Amid the abject public apologies and semi-confessions by prominent men, some of the accused have chafed at the script and contested the allegations against them. Among them is Harold Ford, Jr., the former congressman who was fired from Morgan Stanley, this month, after allegations of sexual misconduct; he vowed to sue his employer for improper termination. …
Along with the expected uptick in firings for sexual harassment, we could see an increase in wrongful-termination claims by men arguing that their firing was discriminatory against males, in violation of Title VII, even if the decision was driven by the desire to eradicate discrimination against females.

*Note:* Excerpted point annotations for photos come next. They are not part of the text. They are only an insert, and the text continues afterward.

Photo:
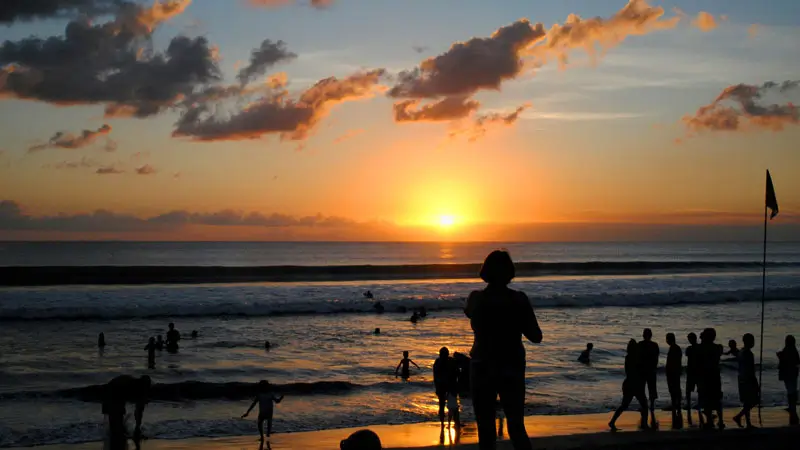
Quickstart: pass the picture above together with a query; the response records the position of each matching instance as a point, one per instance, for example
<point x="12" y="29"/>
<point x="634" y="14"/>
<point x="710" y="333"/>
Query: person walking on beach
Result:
<point x="151" y="353"/>
<point x="405" y="365"/>
<point x="266" y="401"/>
<point x="632" y="387"/>
<point x="788" y="362"/>
<point x="710" y="389"/>
<point x="116" y="394"/>
<point x="748" y="383"/>
<point x="648" y="358"/>
<point x="692" y="377"/>
<point x="172" y="338"/>
<point x="674" y="371"/>
<point x="445" y="381"/>
<point x="585" y="356"/>
<point x="499" y="317"/>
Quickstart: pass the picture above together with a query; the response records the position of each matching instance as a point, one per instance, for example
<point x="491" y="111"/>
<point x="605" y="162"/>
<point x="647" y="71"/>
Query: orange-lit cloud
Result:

It’s legally dangerous for employers to advertise a “believe the survivor”-type policy in the workplace:
If the campus cases are at all predictive, we can expect to see stories of employees being expelled from their workplace within hours of the accusation; not told the nature of what is alleged, what policy the conduct violates, or who is alleging it; and refused the time or opportunity to respond to allegations, with the employer making little attempt to gather the facts, or deciding with no regard for the weight of the evidence. And, echoing their successful student counterparts over the past several years, the men will claim in court that the pressure to implement a “zero tolerance” policy against harassment led employers to act without sufficient investigation or proper process, motivated by the employees’ male gender.
If they happen to be in the 2nd U.S. Circuit Court of Appeals’ jurisdiction (New York, Connecticut, Vermont), employers already have caselaw to consult, Gersen notes: a 2009 ruling that an “insufficient [workplace] investigation did support an inference of sex discrimination [against a male] prohibited by Title VII,” and last year’s decision against Columbia University for using “fear of negative publicity” to favor a female accuser over a male accused student.
Crusaders for draconian workplace harassment investigations should keep in mind that the public has little clue whether the reformulation of Title IX under the Obama administration has even accomplished its intended purpose, according to another scholar of the law.
Adam Goldstein, a legal fellow at the Foundation for Individual Rights in Education, writes in The Washington Post that “we have little data on how well campus adjudications are handling the problem of sexual harassment and assault, and therefore, no metric to measure changes.”
The co-author of a new journal article on the abuse of the Family Educational Rights and Privacy Act, Goldstein writes:
We don’t know how many hearings are held every year; how many of those hearings find the accused responsible; how many appeals there are; how frequently the hearings are before a panel, as opposed to a single investigator (an individual who questions witnesses and writes a report without a hearing); for panels, how many require unanimous findings; how the definitions of offenses vary from place to place; or how many cases are overturned on appeal.
And we don’t know these numbers for either the pre-2011 process or the post-2011 process [governed by now-rescinded regulatory guidance].
This is largely because colleges disingenuously whip out FERPA whenever they don’t want to release potentially embarrassing information:
One university refused to report a string of sexual assaults to police, because, it argued, that would violate that student-privacy law. Another would not release information on how its athletic staff allegedly mishandled sex offenses. And a third fought to avoid disclosing complaints of sexual assault against a professor.
All of these records describe what would be, if true, criminal conduct — and yet, all are being withheld under a misguided and arguably disingenuous reading of a law intended to protect student privacy.